English | [简体中文](README_CN.md)

# Example of ERNIE 3.0 Serving Deployment

Before serving deployment, you need to confirm

- 1. Refer to [FastDeploy Serving Deployment](../../../../../serving/README_CN.md) for hardware and software environment requirements and image pull commands of serving images.

## Prepare Models

Download the news classification model and the sequence labeling model of ERNIE 3.0 (if you have trained models, skip this step):
```bash
# Download and decompress the news classification model
wget https://paddlenlp.bj.bcebos.com/models/transformers/ernie_3.0/tnews_pruned_infer_model.zip
unzip tnews_pruned_infer_model.zip

# Move the download model to the model repository directory of classification tasks.
mv tnews_pruned_infer_model/float32.pdmodel models/ernie_seqcls_model/1/model.pdmodel
mv tnews_pruned_infer_model/float32.pdiparams models/ernie_seqcls_model/1/model.pdiparams

# Download and decompress the sequence labelling model
wget https://paddlenlp.bj.bcebos.com/models/transformers/ernie_3.0/msra_ner_pruned_infer_model.zip
unzip msra_ner_pruned_infer_model.zip

# Move the download model to the model repository directory of sequence labeling task.
mv msra_ner_pruned_infer_model/float32.pdmodel models/ernie_tokencls_model/1/model.pdmodel
mv msra_ner_pruned_infer_model/float32.pdiparams models/ernie_tokencls_model/1/model.pdiparams
```

After download and move, the models directory of the classification tasks is as follows:
```
models
├── ernie_seqcls                      # 分类任务的pipeline
│   ├── 1
│   └── config.pbtxt                  # 通过这个文件组合前后处理和模型推理
├── ernie_seqcls_model                # 分类任务的模型推理
│   ├── 1
│   │   └── model.onnx
│   └── config.pbtxt
├── ernie_seqcls_postprocess          # 分类任务后处理
│   ├── 1
│   │   └── model.py
│   └── config.pbtxt
└── ernie_tokenizer                   # 预处理分词
    ├── 1
    │   └── model.py
    └── config.pbtxt
```

## Pull and Run Images
```bash
# x.y.z represent image versions. Please refer to the serving document to replace them with numbers
# GPU Image
docker pull registry.baidubce.com/paddlepaddle/fastdeploy:x.y.z-gpu-cuda11.4-trt8.4-21.10
# CPU Image
docker pull registry.baidubce.com/paddlepaddle/fastdeploy:x.y.z-cpu-only-21.10

# Running
docker run  -it --net=host --name fastdeploy_server --shm-size="1g" -v /path/serving/models:/models registry.baidubce.com/paddlepaddle/fastdeploy:x.y.z-cpu-only-21.10 bash
```

## Deployment Models
The serving directory contains the configuration to start the pipeline service and the code to send the prediction request, including

```
models                    # 服务化启动需要的模型仓库，包含模型和服务配置文件
seq_cls_rpc_client.py     # 新闻分类任务发送pipeline预测请求的脚本
token_cls_rpc_client.py   # 序列标注任务发送pipeline预测请求的脚本
```

*Attention*:Attention: When starting the service, each python backend process of Server requests 64M memory by default, and the docker started by default cannot start more than one python backend node.
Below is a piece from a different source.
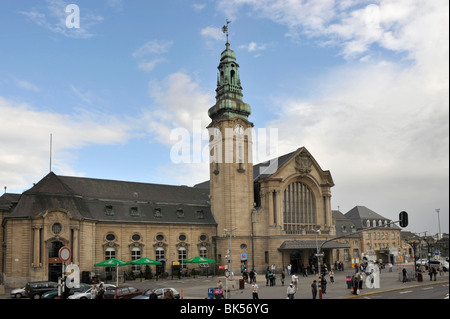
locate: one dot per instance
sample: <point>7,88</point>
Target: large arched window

There are two solutions:

- 1.Set the `shm-size` parameter when starting the container, for example, `docker run  -it --net=host --name fastdeploy_server --shm-size="1g" -v /path/serving/models:/models registry.baidubce.com/paddlepaddle/fastdeploy:x.y.z-gpu-cuda11.4-trt8.4-21.10 bash`
- 2.Set the `shm-default-byte-size` parameter of python backend when starting the service. Set the default memory of python backend to 10M： `tritonserver --model-repository=/models --backend-config=python,shm-default-byte-size=10485760`

### Classification Task
Execute the following command in the container to start the service:
```
# 默认启动models下所有模型
fastdeployserver --model-repository=/models

# 可通过参数只启动分类任务
fastdeployserver --model-repository=/models --model-control-mode=explicit --load-model=ernie_seqcls
```
输出打印如下:
```
I1019 09:41:15.375496 2823 model_repository_manager.cc:1183] successfully loaded 'ernie_tokenizer' version 1
I1019 09:41:15.375987 2823 model_repository_manager.cc:1022] loading: ernie_seqcls:1
I1019 09:41:15.477147 2823 model_repository_manager.cc:1183] successfully loaded 'ernie_seqcls' version 1
I1019 09:41:15.477325 2823 server.cc:522]
...
I0613 08:59:20.577820 10021 server.cc:592]
+----------------------------+---------+--------+
| Model                      | Version | Status |
+----------------------------+---------+--------+
| ernie_seqcls               | 1       | READY  |
| ernie_seqcls_model         | 1       | READY  |
| ernie_seqcls_postprocess   | 1       | READY  |
| ernie_tokenizer            | 1       | READY  |
+----------------------------+---------+--------+
...
I0601 07:15:15.923270 8059 grpc_server.cc:4117] Started GRPCInferenceService at 0.0.0.0:8001
I0601 07:15:15.923604 8059 http_server.cc:2815] Started HTTPService at 0.0.0.0:8000
I0601 07:15:15.964984 8059 http_server.cc:167] Started Metrics Service at 0.0.0.0:8002
```

### Sequence Labelling Task
Execute the following command in the container to start the sequence labelling service:
```
fastdeployserver --model-repository=/models --model-control-mode=explicit --load-model=ernie_tokencls --backend-config=python,shm-default-byte-size=10485760
```
输出打印如下:
```
I1019 09:41:15.375496 2823 model_repository_manager.cc:1183] successfully loaded 'ernie_tokenizer' version 1
I1019 09:41:15.375987 2823 model_repository_manager.cc:1022] loading: ernie_seqcls:1
I1019 09:41:15.477147 2823 model_repository_manager.cc:1183] successfully loaded 'ernie_seqcls' version 1
I1019 09:41:15.477325 2823 server.cc:522]
...
I0613 08:59:20.577820 10021 server.cc:592]
+----------------------------+---------+--------+
| Model                      | Version | Status |
+----------------------------+---------+--------+
| ernie_tokencls             | 1       | READY  |
| ernie_tokencls_model       | 1       | READY  |
| ernie_tokencls_postprocess | 1       | READY  |
| ernie_tokenizer            | 1       | READY  |
+----------------------------+---------+--------+
...
I0601 07:15:15.923270 8059 grpc_server.cc:4117] Started GRPCInferenceService at 0.0.0.0:8001
I0601 07:15:15.923604 8059 http_server.cc:2815] Started HTTPService at 0.0.0.0:8000
I0601 07:15:15.964984 8059 http_server.cc:167] Started Metrics Service at 0.0.0.0:8002
```

## Client Requests
Client requests can execute script requests locally and in the container.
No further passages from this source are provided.